İlgili anayasal değişiklik ile kamu görevlileri sendikaları açısından her ne kadar toplu sözleşme akdetme hakkı tanınmış olsa da, uyuşmazlık halinde KGHK’nun tek söz sahibi yapılması, memur sendikalarının üyelerinin menfaatlerini koruma ve geliştirme hakkı açısından konuyla ilgili Avrupa mutabakatının oldukça gerisinde, hakkın kullanımını tamamıyla işlevsizleştirebilecek bir müessesinin kabulü anlamına gelmektedir.Bir diğer ifadeyle, memur sendikalarını hali hazırda dezavantajlı olduğu devlete karşı, taleplerinin kabulü açısından hiçbir imkanla donatmamak, tesis edildiği söylenen hakkın ne derece etkin kullanılabileceği hususunda önemli bir göstergedir.
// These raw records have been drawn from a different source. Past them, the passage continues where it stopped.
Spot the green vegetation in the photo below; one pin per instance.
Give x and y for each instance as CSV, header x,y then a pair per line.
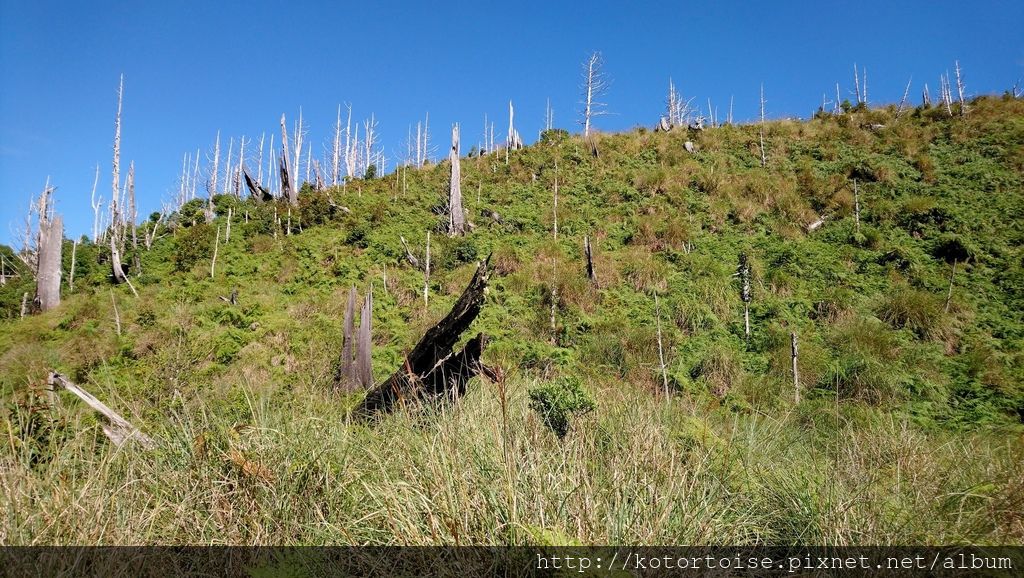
x,y
908,429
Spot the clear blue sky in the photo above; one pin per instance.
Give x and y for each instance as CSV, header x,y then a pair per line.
x,y
195,68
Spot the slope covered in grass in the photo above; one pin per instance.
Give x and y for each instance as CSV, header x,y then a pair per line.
x,y
908,426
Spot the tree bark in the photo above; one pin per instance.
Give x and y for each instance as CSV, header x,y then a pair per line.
x,y
117,428
432,370
457,218
48,272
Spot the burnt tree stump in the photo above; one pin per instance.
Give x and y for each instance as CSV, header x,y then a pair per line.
x,y
432,370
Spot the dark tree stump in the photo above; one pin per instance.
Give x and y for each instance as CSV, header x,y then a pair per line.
x,y
432,370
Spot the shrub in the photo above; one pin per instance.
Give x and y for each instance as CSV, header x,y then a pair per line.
x,y
557,402
193,244
918,311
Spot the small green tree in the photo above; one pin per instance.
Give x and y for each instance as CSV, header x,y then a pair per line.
x,y
557,402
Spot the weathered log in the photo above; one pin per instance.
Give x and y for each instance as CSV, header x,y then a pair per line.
x,y
344,375
117,427
409,253
816,224
432,370
255,189
457,218
48,272
589,253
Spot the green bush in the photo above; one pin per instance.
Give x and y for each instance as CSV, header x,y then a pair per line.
x,y
558,402
193,244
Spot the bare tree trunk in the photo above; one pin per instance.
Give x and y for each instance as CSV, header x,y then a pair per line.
x,y
432,370
660,347
336,152
856,82
426,276
287,176
554,208
796,370
213,261
902,102
949,293
48,272
764,160
344,376
96,203
960,90
856,205
117,427
364,359
117,314
215,172
457,218
71,272
588,251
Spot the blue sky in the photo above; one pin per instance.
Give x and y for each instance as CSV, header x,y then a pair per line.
x,y
195,68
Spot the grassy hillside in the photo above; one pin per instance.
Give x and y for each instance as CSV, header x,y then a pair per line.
x,y
907,430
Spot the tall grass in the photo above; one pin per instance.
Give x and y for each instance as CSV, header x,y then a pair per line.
x,y
637,470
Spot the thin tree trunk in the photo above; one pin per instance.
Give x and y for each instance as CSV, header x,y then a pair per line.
x,y
432,370
117,427
949,293
796,370
457,218
426,275
213,261
117,314
660,347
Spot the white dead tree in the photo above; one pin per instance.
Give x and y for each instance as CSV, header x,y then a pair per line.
x,y
212,182
336,152
96,203
49,245
287,173
960,89
117,220
902,102
660,346
457,218
513,141
764,159
297,141
595,85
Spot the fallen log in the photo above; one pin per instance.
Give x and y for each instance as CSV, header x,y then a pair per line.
x,y
117,428
256,190
432,370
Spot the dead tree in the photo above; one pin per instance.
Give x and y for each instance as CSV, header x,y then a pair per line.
x,y
287,177
344,375
457,218
71,270
902,102
364,358
48,261
764,160
960,90
595,85
856,205
660,347
96,204
117,221
432,370
796,370
743,272
116,427
589,252
949,293
256,191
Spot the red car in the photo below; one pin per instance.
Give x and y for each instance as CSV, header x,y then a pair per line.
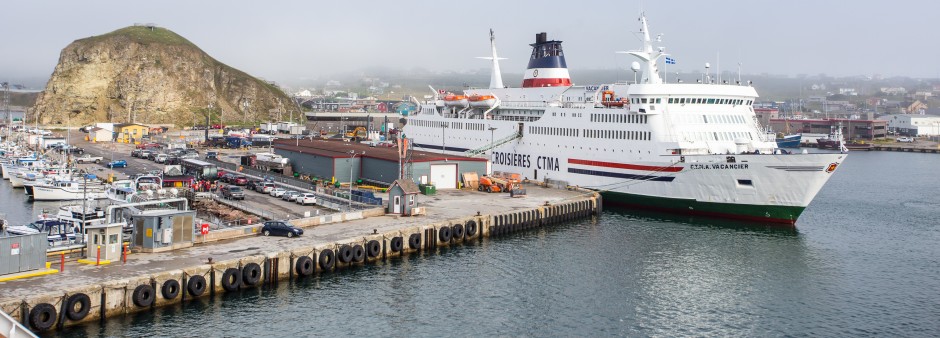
x,y
241,180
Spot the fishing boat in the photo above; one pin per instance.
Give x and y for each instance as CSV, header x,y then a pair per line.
x,y
682,147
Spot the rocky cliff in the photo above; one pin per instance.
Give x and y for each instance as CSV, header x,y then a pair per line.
x,y
152,75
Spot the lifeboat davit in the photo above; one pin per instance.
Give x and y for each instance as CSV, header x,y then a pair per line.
x,y
452,100
482,101
608,99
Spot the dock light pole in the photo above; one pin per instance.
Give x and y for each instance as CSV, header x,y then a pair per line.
x,y
351,159
491,129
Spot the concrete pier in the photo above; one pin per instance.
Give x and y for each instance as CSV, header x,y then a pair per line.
x,y
83,293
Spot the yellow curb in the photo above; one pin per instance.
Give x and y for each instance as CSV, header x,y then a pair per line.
x,y
93,262
30,274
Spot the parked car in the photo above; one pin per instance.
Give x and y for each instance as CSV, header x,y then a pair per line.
x,y
228,178
161,158
117,164
280,228
905,139
253,184
306,199
233,192
266,187
290,195
277,192
89,159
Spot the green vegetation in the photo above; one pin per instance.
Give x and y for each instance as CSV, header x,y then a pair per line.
x,y
143,35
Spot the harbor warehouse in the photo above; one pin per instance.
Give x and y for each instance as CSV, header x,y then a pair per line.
x,y
330,159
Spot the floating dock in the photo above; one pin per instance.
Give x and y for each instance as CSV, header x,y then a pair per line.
x,y
82,293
İşçi sendikalarını toplu iş sözleşmesi görüşmelerinin uyuşmazlıkla sonuçlanması halinde grev de dahil bir takım olanaklar ile donatmış iken kamu görevlilerini bu tür haklardan yoksun bırakmak, gerek Anayasa’nın 10. gerekse de Avrupa İnsan Hakları Sözleşmesi’nin 14.maddeleri tarafından garanti altına alınan benzer durumda olanların eşit muamele görme, ayrımcılığa tabi tutulmama haklarının ihlaline neden olabilecektir.
SONUÇ:
Yukarıda kısaca açıklanmaya çalışıldığı üzere 12 Eylül 2010 tarihli referandum ile değişen Anayasa’nın 53.maddesi ile her ne kadar kamu görevlileri lehine toplu sözleşme akdetme hakkı ihdas edilmiş olsa da, anayasal metindeki lafız ve kurgu dikkate alındığında adı geçen hakkın pek işlevsel olmayacağı, özellikle de uyuşmazlık halinde başvurulacak tek makam olarak tesis edilen, kararları kesin ve toplu sözleşme hükmünde olacak olan Kamu Görevlileri Hakem Kurulu’nun oluşum ve işleyişini de belirleyecek olan konuyla ilgili çıkarılacak yasanın ve sonraki uygulamanın can alıcı bir önem taşıyacağı rahatlıkla söylenebilir.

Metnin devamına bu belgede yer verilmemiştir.